SEO professionals need to find ways to translate broad metrics from customer acquisition and lead generation into value-based business impact.
For example, assigning values to leads and forecasting their revenue allows CFOs to plan budgets. SEO pros can also assign value to intangible assets like brand equity to better convey their value in terms CFOs understand.
Another way SEO pros need to educate CFOs is around budget processes.
For example, marketing budgets are often used throughout multiple campaigns, which amortize over time. However, this is not often reflected in profit and loss statements from CFOs.
In this example, SEO pros must clearly outline these considerations to CFOs to avoid budget cuts because of unused or misallocated funds.
Nevertheless, if SEO pros and CFOs want to speak the same language, they must start tracking the same goals and KPIs.
Create Shared Goals
If you truly want to create alignment around shared goals and language, coordinate with your CFO by using the same metrics and KPIs to track performance data.
While marketers are free to get as granular as they wish, ultimately, it’s up to department heads to agree on a few key metrics.
For example, these key metrics can be translated directly into financial terms that create a shared language between SEOs and CFOs:
- Return on investment (ROI): The overall profit generated from an SEO marketing campaign.
- Customer lifetime value (CLV): The estimated net profit a customer will contribute throughout its relationship with a company.

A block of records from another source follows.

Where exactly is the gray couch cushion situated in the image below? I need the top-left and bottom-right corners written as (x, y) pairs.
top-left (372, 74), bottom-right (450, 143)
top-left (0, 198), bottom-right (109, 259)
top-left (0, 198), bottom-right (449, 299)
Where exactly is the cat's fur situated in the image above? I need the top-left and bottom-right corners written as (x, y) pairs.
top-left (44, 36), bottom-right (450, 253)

This roughly tells CFOs the values of a brand’s loyalty.
- Conversion Rate: The number of people who visit a website and complete a sale. This number estimates the efficiency of a marketing campaign.
However, as CFOs look to extract more insights from data, adding quantitative value to KPIs will also greatly help both teams align on common goals – namely, long-term growth. These KPIs may include market penetration, lead acquisition, and brand exposure.
Connecting The Data
Unfortunately, one of the biggest stumbling blocks for CFOs and SEO pros is that financial officers often don’t view SEOs as the top money-makers in an organization.

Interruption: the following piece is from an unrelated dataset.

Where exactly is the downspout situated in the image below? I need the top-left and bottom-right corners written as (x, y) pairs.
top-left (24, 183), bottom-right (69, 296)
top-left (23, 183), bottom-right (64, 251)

Additionally, many CFOs simply don’t understand how SEO makes money or connects to their long-term goals.
Thankfully, analytics software has made it easier than ever to physically assign a quantitative value to campaigns that prove the marketing team’s value.
For example, by assigning sales to individual marketing campaigns at the top of sales funnels, marketers can show how they physically add value to a business.

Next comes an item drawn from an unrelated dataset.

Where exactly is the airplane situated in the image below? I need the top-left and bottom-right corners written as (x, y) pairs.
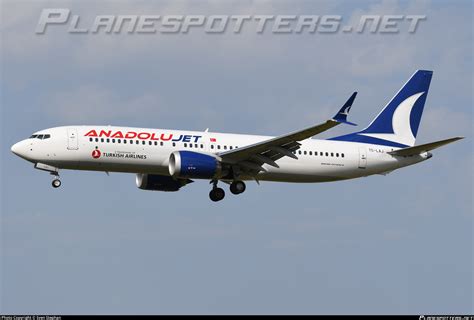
top-left (11, 70), bottom-right (463, 202)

Further, to assist with communicating ROI to CFOs, marketers can incorporate dotted line reporting that shares the financial performance of the SEO team directly to the financial team.
Look At Campaigns As A Financial Portfolio
Finally, our focus tends to skew toward changing how CFOs think – not how we act or distribute information.
Since financial experts tend to think in investment terms, why not present marketing campaigns like an investment portfolio?
With this approach, SEO pros can tie individual campaigns to investments in a portfolio and report any profits and losses from each investment directly in a statement to CFOs.
SEO pros would also be wise to illustrate how these investments contribute to long-term financial goals and feed their business.
Again, most of these considerations hinge upon resolving differences in perspectives.
By assigning financial value to individual campaigns and metrics, SEO pros can better align around shared business goals and growth strategies that increase their business.
And by proving the growth potential of the SEO team, they can acquire the necessary budget they need to perform their best and thus make the CFO look good.